In the case of the fish to amphibian transition, we’re talking about the very first amphibians to appear on the earth. Prior to about 365 million years ago, there were no amphibians on this planet, no terrestrial animals at all other than insects (which had only appeared about 400 million years ago). The earliest amphibian tetrapods looked remarkably like lobe-finned fish, called sarcopterygians, which led scientists to posit that they probably evolved from a species in that group.
But it doesn’t end there; we can get more specific. The earliest amphibians were not just closest to lobe-finned fish but to a particular subset of those fish known as osteolepiform. Osteolipiform fish share a trait with amphbians called a choana, an opening between the nostrils and the mouth that is essential for breathing air. In the water, it’s used for smell, not for breathing, but it allows air to pass into the body through the nostrils so on land it could be adapted for breathing. Amphibians and osteolipiforms had them, but other forms of lobe-finned fish did not.
So the ancestor could further be narrowed down to a species that was both sarcopterygian and osteolipiform. And of course, we could identify the time frame (just prior to the first appearance of amphibians about 365 million years ago) and have a pretty good idea what a transitional form must have looked like by comparing the later osteolipiform species to the first amphibians and viewing which anatomical changes had to take place. This is an excellent example of how scientists use predictions to test hypotheses. And as it turns out, Tiktaalik fits the bill perfectly and was found right where it was predicted to exist.
So Ham is in fact attacking a straw man. He’s arguing that just because an animal has a mixture of traits doesn’t mean it’s transitional. But of course, scientists know that and don’t claim that any animal with a mixture of traits is transitional. It’s the pattern of appearance, not just of one species but of several, in the correct temporal and anatomical order, that documents a transition. When you add in that criteria, it becomes much more difficult for Ham, a young earth creationist, to explain why we see this pattern of appearance repeated over and over again in the fossil record.

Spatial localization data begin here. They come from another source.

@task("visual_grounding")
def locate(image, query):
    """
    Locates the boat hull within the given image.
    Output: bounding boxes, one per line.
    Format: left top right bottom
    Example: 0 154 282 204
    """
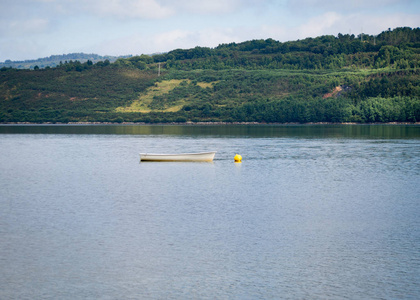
140 151 216 162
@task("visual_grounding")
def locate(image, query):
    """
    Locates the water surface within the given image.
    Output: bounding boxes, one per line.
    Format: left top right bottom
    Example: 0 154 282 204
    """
1 125 419 299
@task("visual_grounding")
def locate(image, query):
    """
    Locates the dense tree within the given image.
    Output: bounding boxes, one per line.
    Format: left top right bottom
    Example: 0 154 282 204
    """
1 27 419 123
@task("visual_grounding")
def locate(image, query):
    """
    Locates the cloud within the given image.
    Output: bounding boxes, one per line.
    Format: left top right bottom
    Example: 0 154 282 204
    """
86 0 174 19
13 18 50 34
57 0 264 20
1 0 419 62
90 27 242 56
152 28 242 50
286 0 414 12
290 11 420 40
295 12 342 38
0 18 50 37
79 0 273 19
0 37 47 61
165 0 242 14
84 8 420 58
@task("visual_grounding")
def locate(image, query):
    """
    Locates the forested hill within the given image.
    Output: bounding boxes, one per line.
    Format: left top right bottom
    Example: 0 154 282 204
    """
0 53 129 69
1 27 419 123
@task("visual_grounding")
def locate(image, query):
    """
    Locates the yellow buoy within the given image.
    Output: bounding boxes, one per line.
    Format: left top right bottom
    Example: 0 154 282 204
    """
234 154 242 163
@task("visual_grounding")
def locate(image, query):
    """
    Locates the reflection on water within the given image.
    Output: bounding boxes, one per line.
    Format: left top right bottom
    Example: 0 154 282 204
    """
1 124 419 139
0 125 419 299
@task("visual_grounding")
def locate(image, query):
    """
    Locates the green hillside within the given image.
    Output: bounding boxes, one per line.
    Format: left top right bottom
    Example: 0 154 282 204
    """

From a young earth perspective, how would you explain why the first amphibians to appear in the fossil record look virtually identical to osteolipiform fish with just a few adaptations? How would you explain the fact that, as new amphibians appear in the fossil record, they become more and more diversified, less like their ancestral forms and more like modern amphibians? Remember, Ham believes that all of the animals found in the fossil record were created virtually simultaneously, in a single week. They all existed at the same time and were all, according to him, buried by the flood.
Yet all over the world we find this very distinct pattern of appearance in the fossil record and it’s not just with amphibians. The first birds to appear look just like theropod dinosaurs with feathers (because, of course, that’s what they were). As new species appear in the fossil record, they gradually become more diversified, less theropod-like and more modern looking. They lose their reptilian teeth, their vertebrae fused (reptiles have unfused vertebrae, modern birds have fused vertebrae), their pelvic girdle and wishbone become better adapted for flight, and so forth.
The same pattern is found in mammals and every other major animal group. And this pattern must be true if evolution is true. If there were any other pattern, evolution simply could not be true. But these patterns are quite inconsistent with the notion that all animals were created in the same week and lived at the same time. And even from an old earth perspective, they’re difficult to explain. Did God just happen to create in just the right order to mimic evolution? It’s possible, of course, but it’s special pleading. It’s only an ad hoc explanation without any evidence, whereas for evolutionary theory it’s a prediction that must be true if the theory is valid.